Skills were not abilities gained freely. They were constructed through attuned nodes, and each skill permanently occupied a fixed number of those nodes once formed.

The logic was simple.

A Basic skill required a minimum of 3 attuned nodes, with most stabilizing between 3 and 6. An Intermediate skill required at least 7, extending up to 15.

He paused there. That meant no one could use skills without first attuning at least three nodes. It also meant every decision mattered.

If someone attuned three nodes immediately, they could form a Basic skill and gain immediate strength. But those same nodes would remain locked. They could not be reused for something else later.

He continued reading.

A Basic skill using four nodes would leave only twenty available before reaching Initiate requirements. But if someone waited until seven nodes were attuned, they could construct an Intermediate skill directly, gaining a stronger and more efficient ability at the cost of delayed growth.

The difference was not just strength. It was efficiency. Four nodes for Basic output. Seven nodes for Intermediate output. The Intermediate version did not simply add strength. It refined it. Reduced waste. Improved control. He understood the implication immediately.

Someone with twenty-four attuned nodes could have six Basic skills. Or three Intermediate skills. Or a mixture. But the total output would not be equal.

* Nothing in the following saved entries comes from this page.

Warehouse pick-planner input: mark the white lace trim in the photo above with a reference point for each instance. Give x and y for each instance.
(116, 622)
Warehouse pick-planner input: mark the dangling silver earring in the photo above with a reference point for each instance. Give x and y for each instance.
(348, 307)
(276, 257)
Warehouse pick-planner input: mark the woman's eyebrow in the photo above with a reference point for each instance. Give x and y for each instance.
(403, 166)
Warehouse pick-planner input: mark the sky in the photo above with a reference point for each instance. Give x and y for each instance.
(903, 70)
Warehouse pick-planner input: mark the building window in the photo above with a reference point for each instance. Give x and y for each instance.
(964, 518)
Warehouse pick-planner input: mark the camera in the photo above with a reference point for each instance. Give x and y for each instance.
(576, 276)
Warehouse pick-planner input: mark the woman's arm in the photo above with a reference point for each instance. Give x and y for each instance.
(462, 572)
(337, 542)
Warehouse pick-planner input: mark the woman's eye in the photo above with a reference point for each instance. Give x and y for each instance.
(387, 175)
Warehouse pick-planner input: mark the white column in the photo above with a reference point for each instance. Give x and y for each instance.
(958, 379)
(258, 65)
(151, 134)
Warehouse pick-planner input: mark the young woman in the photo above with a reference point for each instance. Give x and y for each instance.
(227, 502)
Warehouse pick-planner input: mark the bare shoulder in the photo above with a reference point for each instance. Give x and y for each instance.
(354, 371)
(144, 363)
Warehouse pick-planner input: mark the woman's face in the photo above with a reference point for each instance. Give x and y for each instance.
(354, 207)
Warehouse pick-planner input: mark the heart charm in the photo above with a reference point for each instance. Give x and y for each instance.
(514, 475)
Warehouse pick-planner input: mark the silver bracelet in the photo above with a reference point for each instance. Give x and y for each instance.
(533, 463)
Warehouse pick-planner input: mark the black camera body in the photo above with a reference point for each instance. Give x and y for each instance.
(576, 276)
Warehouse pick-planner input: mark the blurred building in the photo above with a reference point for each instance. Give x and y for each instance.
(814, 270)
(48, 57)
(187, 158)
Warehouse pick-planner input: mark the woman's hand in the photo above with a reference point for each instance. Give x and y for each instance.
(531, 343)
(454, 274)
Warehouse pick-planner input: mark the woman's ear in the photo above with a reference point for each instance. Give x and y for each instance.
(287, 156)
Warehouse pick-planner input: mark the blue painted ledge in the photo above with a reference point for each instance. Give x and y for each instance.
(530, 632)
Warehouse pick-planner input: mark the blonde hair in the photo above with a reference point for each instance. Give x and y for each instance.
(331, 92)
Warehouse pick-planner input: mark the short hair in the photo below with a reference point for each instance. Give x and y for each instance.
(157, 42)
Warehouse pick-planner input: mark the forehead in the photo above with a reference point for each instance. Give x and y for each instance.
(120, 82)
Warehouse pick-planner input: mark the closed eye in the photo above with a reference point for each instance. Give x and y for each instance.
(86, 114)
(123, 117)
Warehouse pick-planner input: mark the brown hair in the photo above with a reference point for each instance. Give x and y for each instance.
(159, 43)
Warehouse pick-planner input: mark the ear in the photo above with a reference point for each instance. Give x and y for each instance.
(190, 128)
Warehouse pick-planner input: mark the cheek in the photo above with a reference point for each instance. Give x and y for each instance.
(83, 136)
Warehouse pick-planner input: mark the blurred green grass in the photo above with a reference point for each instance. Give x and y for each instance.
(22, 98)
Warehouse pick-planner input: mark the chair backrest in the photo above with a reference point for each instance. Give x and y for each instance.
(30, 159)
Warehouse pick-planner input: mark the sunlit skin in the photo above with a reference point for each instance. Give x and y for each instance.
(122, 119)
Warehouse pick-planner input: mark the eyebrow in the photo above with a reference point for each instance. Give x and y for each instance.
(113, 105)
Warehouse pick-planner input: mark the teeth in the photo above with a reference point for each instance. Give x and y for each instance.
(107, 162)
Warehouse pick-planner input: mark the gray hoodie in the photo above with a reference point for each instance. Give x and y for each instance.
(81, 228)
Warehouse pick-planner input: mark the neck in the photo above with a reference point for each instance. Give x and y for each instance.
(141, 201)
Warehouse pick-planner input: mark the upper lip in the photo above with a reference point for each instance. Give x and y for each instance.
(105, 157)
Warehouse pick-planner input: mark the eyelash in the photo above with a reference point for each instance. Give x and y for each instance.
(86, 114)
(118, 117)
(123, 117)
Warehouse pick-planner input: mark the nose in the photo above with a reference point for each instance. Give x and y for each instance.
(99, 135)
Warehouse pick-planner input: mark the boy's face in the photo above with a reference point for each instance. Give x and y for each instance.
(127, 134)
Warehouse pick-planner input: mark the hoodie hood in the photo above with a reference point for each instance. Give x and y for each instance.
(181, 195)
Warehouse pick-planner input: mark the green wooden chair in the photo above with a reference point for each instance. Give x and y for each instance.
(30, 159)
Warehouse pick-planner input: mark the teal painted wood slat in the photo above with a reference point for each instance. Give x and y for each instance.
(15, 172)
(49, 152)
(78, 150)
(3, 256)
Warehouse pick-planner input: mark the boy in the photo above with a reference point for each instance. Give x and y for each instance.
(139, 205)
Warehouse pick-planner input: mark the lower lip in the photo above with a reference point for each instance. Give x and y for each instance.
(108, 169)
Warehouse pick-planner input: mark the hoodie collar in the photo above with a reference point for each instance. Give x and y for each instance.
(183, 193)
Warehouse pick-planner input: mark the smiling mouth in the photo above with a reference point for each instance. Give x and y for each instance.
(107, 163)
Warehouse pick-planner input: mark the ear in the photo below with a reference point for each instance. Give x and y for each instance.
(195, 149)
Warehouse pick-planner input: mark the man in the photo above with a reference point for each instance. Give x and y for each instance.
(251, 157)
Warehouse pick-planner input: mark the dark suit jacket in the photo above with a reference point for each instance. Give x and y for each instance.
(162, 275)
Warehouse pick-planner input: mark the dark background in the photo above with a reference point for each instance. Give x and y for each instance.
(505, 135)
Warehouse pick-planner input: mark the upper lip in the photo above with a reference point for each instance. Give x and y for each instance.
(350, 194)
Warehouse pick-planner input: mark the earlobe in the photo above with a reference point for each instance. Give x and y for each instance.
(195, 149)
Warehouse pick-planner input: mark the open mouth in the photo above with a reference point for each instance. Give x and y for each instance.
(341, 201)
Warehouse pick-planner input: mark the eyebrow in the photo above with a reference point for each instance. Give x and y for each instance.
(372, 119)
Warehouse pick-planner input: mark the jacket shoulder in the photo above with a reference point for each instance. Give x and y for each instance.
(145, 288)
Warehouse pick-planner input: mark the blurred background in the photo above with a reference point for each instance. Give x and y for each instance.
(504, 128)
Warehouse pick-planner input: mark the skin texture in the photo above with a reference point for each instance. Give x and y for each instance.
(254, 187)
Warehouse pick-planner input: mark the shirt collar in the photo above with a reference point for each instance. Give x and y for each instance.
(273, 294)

Fewer, stronger skills could surpass many weaker ones. It was about quality.

He unrolled the second scroll.

This one described specific applications.

Umbra-aligned Basic Skill | Shadow Reinforcement | Nodes Required: 4

This skill allowed the user to reinforce their body using condensed umbra-aspected mana. It increased physical strength and stability temporarily, allowing greater force output during strikes and improved resistance against external impact.

The Intermediate version followed below it.

Umbra-aligned Intermediate Skill | Shadow Convergence | Nodes Required: 7

Instead of reinforcing only the physical body, this skill allowed umbra mana to converge along specific points of movement. This increased not only strength but also precision and acceleration, allowing faster directional changes and stronger controlled strikes with significantly reduced mana waste.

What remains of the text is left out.